D. Rodriguez makes several other arguments relating to these provisions, including the claim that the Secretary should be equitably estopped from denying benefits for the period 1987 to 1990. She also argues that the Department improperly failed to reopen her 1980 claim when she submitted the notice from the Social Security Administration in 1987. She asserts that this was "new and material evidence" under 38 U.S.C. § 5108, which provides for reopening in that situation. We need not discuss these contentions, however, because they involve not the interpretation of the statutory provisions, but their application to the particular facts of this case. That is an issue beyond our jurisdiction.
E. Two provisions of Title 38 of the United States Code require the Secretary to assist applicants in filing claims. Section 5102 states:
Upon request made in person or in writing by any person claiming or applying for benefits under the laws administered by the Secretary, the Secretary shall furnish such person, free of all expense, all such printed instructions and forms as may be necessary in establishing such claim.
Section 7722(d) states:
The Secretary shall provide, to the maximum extent possible, aid and assistance (including personal interviews) to members of the Armed Forces, veterans, and eligible dependents with respect to subsections (b) and (c) [of section 7722] and in the preparation and presentation of claims under laws administered by the Department.
Rodriguez contends that the Secretary violated those provisions by failing to provide her with a formal claim form and to assist her in executing it when she visited the Puerto Rican regional office in 1987 to seek benefits. She contends that the appropriate remedy for the Secretary's failure to satisfy his obligation at that time is to give her 1990 formal application an effective date of 1987.
To the extent that Rodriguez's argument is that her 1987 submissions to the regional office triggered the Secretary's obligation to assist her, it involves the application of the statutory provisions to the particular facts, and therefore is beyond our jurisdiction. The other aspects of her argument, however, involve the interpretation of those statutes.
It is doubtful whether these two provisions create any enforceable rights for an applicant for benefits who did not receive assistance in presenting a claim. Neither provision prescribes any remedy for breach. The provisions appear to be hortatory rather than to impose enforceable legal obligations upon the Secretary.
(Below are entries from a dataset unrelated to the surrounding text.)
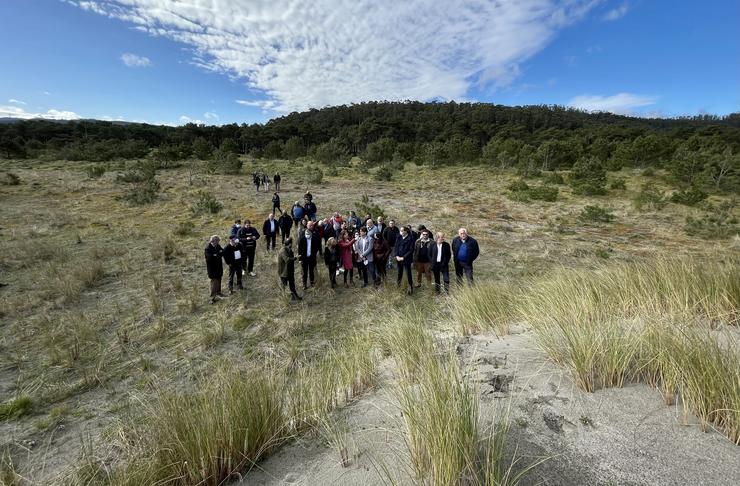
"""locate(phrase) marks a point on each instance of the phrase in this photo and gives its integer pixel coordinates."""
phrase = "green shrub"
(649, 197)
(206, 203)
(689, 197)
(95, 171)
(595, 214)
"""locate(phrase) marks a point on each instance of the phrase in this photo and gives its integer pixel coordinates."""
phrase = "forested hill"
(435, 133)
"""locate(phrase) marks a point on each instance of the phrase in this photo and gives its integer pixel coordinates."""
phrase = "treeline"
(700, 150)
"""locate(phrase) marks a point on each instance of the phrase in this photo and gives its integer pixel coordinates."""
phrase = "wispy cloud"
(133, 60)
(620, 103)
(617, 13)
(301, 54)
(18, 112)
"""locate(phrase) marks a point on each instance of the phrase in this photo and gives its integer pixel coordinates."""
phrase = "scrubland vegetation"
(114, 369)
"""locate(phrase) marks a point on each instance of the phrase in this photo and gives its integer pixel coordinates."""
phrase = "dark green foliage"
(689, 197)
(588, 177)
(649, 197)
(716, 224)
(95, 171)
(206, 203)
(10, 179)
(595, 214)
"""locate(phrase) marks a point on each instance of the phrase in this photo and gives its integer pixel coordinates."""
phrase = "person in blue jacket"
(464, 252)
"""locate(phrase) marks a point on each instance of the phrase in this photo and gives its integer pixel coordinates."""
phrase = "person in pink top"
(345, 256)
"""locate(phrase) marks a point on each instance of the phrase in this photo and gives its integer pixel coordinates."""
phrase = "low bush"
(206, 203)
(595, 214)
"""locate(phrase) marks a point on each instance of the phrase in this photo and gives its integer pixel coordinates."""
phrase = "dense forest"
(697, 151)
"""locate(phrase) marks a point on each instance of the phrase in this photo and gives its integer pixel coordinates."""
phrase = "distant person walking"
(286, 268)
(464, 251)
(248, 237)
(270, 229)
(233, 255)
(440, 257)
(214, 266)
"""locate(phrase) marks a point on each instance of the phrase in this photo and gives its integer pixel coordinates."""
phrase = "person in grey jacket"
(364, 250)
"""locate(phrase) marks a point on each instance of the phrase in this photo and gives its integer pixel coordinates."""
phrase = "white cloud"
(620, 103)
(133, 60)
(301, 54)
(18, 112)
(617, 13)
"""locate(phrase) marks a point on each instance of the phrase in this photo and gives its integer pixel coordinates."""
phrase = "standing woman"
(214, 253)
(345, 256)
(331, 260)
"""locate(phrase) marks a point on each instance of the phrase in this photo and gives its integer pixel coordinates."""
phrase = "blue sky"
(245, 61)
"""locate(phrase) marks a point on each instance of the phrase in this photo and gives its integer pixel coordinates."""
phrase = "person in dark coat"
(276, 203)
(270, 229)
(331, 259)
(233, 255)
(285, 222)
(286, 268)
(308, 248)
(248, 237)
(405, 257)
(440, 258)
(214, 266)
(464, 251)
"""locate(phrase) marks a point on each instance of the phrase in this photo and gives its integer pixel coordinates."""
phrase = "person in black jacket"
(464, 251)
(440, 257)
(233, 255)
(276, 203)
(308, 247)
(214, 266)
(285, 222)
(248, 237)
(270, 229)
(405, 257)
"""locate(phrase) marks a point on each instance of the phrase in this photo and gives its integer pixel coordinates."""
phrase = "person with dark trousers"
(285, 222)
(233, 255)
(297, 212)
(276, 203)
(286, 268)
(270, 229)
(405, 257)
(308, 248)
(214, 266)
(331, 259)
(248, 237)
(464, 251)
(380, 257)
(440, 258)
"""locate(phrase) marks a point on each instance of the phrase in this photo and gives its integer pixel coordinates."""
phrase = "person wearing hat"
(214, 266)
(286, 268)
(233, 255)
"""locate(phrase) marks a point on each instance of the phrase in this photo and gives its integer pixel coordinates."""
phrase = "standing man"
(270, 229)
(464, 251)
(248, 237)
(441, 255)
(405, 257)
(286, 268)
(308, 247)
(276, 203)
(233, 255)
(285, 222)
(214, 266)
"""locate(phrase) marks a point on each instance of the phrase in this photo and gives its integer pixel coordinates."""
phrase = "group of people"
(368, 245)
(260, 179)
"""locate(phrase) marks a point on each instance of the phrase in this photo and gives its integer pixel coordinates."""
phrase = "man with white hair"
(464, 252)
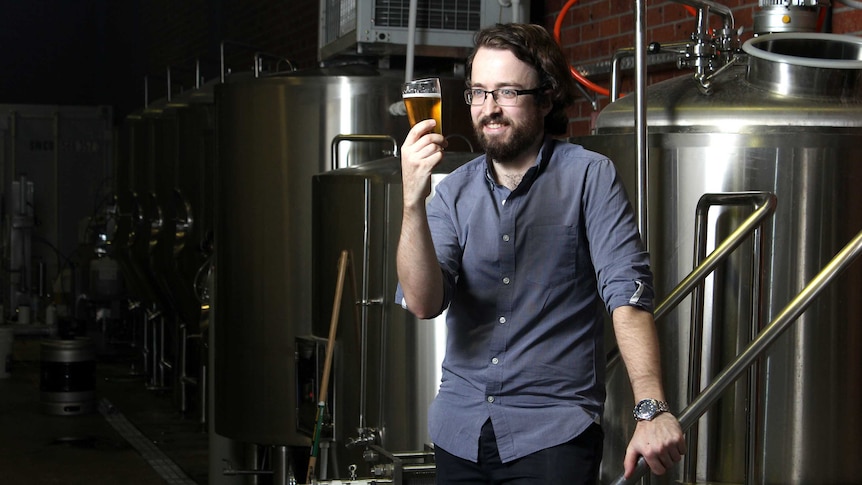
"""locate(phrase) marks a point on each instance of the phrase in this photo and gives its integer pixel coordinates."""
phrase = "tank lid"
(806, 64)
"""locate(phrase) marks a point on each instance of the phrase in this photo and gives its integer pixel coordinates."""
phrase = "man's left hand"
(659, 441)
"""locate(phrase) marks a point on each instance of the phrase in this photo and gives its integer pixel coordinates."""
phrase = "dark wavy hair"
(534, 45)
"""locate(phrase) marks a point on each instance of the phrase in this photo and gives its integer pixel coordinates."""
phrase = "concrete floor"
(135, 436)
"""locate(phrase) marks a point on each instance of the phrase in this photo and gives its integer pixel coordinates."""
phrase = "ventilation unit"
(444, 28)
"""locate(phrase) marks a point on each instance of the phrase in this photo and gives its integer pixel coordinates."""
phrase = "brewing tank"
(786, 121)
(274, 134)
(388, 363)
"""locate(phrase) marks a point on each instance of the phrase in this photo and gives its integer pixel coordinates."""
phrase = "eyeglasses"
(502, 96)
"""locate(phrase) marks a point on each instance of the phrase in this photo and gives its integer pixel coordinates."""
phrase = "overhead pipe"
(411, 41)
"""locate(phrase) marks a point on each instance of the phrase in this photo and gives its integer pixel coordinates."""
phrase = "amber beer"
(423, 106)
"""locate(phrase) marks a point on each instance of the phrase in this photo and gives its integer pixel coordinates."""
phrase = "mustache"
(493, 118)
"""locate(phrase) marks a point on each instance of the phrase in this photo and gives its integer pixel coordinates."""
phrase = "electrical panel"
(444, 28)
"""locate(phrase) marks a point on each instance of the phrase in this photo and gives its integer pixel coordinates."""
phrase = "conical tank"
(274, 134)
(786, 121)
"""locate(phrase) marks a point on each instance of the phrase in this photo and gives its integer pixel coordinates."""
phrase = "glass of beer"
(423, 101)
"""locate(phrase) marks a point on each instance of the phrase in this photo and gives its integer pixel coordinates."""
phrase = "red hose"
(578, 76)
(558, 24)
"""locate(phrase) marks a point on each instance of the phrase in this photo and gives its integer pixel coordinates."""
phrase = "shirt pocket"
(550, 254)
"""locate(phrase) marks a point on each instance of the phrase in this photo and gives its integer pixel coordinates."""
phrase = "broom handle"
(327, 364)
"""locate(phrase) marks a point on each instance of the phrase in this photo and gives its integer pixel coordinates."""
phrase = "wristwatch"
(648, 409)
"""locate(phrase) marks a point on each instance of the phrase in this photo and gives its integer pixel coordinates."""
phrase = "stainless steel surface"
(771, 332)
(274, 135)
(359, 209)
(806, 151)
(818, 65)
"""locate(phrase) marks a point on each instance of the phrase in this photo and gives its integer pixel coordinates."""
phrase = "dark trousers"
(572, 463)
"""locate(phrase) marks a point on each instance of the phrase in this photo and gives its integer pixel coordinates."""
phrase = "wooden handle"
(327, 363)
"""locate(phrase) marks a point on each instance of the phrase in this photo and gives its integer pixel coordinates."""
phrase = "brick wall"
(592, 30)
(99, 51)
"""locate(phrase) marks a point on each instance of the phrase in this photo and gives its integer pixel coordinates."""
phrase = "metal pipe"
(758, 346)
(767, 203)
(642, 150)
(722, 10)
(411, 41)
(695, 357)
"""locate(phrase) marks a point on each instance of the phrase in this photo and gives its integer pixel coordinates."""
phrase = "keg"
(68, 376)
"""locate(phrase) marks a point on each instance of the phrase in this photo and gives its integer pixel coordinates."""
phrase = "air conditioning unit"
(444, 28)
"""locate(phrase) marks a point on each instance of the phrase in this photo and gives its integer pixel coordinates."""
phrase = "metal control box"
(444, 28)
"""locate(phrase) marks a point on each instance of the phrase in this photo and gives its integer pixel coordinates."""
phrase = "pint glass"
(423, 101)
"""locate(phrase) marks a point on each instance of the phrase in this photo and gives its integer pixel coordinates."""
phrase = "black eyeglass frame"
(468, 95)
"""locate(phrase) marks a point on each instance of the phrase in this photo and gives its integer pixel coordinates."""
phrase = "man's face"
(506, 132)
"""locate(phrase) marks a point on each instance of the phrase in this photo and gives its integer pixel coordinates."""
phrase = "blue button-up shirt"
(525, 272)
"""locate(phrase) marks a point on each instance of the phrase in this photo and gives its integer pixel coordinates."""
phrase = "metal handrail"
(765, 200)
(760, 344)
(765, 203)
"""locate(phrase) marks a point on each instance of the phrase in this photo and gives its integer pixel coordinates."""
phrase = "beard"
(504, 149)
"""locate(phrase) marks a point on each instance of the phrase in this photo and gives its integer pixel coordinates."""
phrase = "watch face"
(647, 409)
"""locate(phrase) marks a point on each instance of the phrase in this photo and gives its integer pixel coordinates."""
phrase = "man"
(520, 245)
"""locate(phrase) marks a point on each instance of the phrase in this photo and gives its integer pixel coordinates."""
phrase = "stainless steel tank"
(274, 134)
(137, 218)
(388, 362)
(786, 122)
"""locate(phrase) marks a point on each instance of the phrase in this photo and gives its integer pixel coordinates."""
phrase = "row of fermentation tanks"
(235, 202)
In any event, nothing in those provisions indicates, or even suggests, that the Secretary's failure to provide assistance to a claimant justifies ignoring the unequivocal command in 38 U.S.C. § 5110(a) that the effective date of benefits cannot be earlier than the filing of an application therefor. See Newport News Shipbuilding & Dry Dock Co. v. Garrett, 6 F.3d 1547, 1559 (Fed Cir. 1993) ("the specific substantive section in issue here . . . surely trump [s] other general goals of the overall statute to the extent that they are arguably inconsistent, particularly where the general goals are stated only in general, introductory and hortatory language"). Rodriguez did not file a formal or informal application until 1990, and under the statute that - and not an earlier date at which the Secretary allegedly failed to provide her assistance in filing her claim - is the effective date of her benefits.